I thought ahout it again reading recently about the Etruscans, the last non-Indo-European language speaking community in Europe to see their language vanish (the Basque still retain their non-Indo-European language). Their culture of the 9th century BCE onwards is one in continuity with the Villanovan culture before it from about 1150 BCE. But, it shows a huge break with the Terramare culture before it. Religiously, they probably had more in common with the Romans than with the Old European megalith/fertility cult culture we associate with the Minoans, and incorrectly and anachronistically, with the Celts.

While the Etruscans retained their language, they did so by adopting wholesale a whole package of proto-Celtic cultural practices from cremation to iron use to farming practices to the organization of their society. Their language survived because they laid claim to much of the intellectual ancestry carried to them by early Indo-Europeans before the Indo-European cultural package could be used to destroy them. This is why the Etruscans made it into the history books, while the other non-Indo-European cultures of Europe vanished with barely a mention; we know them only by the objects and some of the place names that they left behind.

The Navajo did something similar in the United States; quickly and completely adopting the horse, the gun and sheep herding that were not part of their pre-Columbian tradition, in a way that has allowed their people to survive as a people and their language to remain the most widely used of the pre-Columbian languages of North America. This Na-Dene language family, moreover, has provided the missing linguistic like that connects the Americas to Siberia.

New Zealand's Maori did something similar on first contact with Europeans and also survived with their people and language intact, at the cost of a dramatic transformation of their own culture.

Biology strongly suggests that the Ethiopian Jews acquired their religion by conversion rather than from Jewish ancestors, but does that make them less Jews? Your cultural ancestors are not fully yours to choose, but that does not mean that they are carried by or determined by your biological ancestors.

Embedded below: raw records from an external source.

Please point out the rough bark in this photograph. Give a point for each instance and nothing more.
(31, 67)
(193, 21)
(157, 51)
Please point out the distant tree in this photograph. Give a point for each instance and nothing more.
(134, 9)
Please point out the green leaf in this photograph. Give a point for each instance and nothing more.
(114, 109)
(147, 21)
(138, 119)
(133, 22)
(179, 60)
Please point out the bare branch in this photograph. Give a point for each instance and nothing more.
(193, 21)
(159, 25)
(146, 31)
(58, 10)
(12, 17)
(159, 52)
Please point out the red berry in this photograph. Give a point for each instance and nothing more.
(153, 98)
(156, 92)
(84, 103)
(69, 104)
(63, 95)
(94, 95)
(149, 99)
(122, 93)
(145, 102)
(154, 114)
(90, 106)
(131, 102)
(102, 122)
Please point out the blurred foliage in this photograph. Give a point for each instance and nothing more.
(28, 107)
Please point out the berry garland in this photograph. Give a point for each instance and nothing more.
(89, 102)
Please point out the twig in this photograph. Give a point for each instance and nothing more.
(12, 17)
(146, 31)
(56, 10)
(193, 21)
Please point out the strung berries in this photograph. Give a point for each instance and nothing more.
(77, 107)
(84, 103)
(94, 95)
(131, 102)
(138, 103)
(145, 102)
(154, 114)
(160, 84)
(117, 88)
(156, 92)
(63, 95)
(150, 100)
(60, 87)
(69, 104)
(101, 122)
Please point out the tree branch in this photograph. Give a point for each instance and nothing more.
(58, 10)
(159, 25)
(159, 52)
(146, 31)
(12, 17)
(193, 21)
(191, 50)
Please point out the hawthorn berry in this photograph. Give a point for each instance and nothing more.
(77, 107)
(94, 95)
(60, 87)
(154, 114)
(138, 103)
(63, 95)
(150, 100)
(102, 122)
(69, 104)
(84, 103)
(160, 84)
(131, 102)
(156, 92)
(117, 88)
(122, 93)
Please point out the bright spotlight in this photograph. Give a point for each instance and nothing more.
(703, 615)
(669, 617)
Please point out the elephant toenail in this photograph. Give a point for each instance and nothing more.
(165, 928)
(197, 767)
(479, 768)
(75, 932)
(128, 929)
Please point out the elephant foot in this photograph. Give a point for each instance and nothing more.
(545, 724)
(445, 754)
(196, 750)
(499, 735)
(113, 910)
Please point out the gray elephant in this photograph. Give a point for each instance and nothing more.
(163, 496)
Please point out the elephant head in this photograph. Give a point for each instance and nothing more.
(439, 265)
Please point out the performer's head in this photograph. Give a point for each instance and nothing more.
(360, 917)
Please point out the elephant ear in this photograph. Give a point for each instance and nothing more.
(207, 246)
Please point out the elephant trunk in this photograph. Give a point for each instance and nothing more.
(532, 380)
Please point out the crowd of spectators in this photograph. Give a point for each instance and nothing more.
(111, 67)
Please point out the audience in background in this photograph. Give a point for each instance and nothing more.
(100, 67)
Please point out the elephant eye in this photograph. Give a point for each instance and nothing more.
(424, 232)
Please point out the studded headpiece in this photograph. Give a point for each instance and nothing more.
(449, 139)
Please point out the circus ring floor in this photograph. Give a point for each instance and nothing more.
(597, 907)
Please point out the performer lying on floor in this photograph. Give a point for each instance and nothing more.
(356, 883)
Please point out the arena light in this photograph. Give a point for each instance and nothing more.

It takes a humanities expert and a fine taste for cultural detail to sort out precisely from where the ancestry we claim derives, and their is something to be said for learning the answer to that question. There is something delightful, for example, in parsing out the roots of early Christianity in Sumerian myth, a brief episode of Egyptian monotheism, Temple Judaism, Zoroastrian doctrines that pre-Christian Jews were exposed to in Babylon, Platonic philosophy, and Greco-Roman pagan cults of Mithras, Dionysus, and perhaps even the Manicheans. The modern
Christian scripture are derived from writings Aramaic, Hebrew, Greek and Latin.

But, it doesn't take any kind of expertise to actually acquire it. That comes naturally and especially in modern America, rarely has much to do with one's biological ancestry.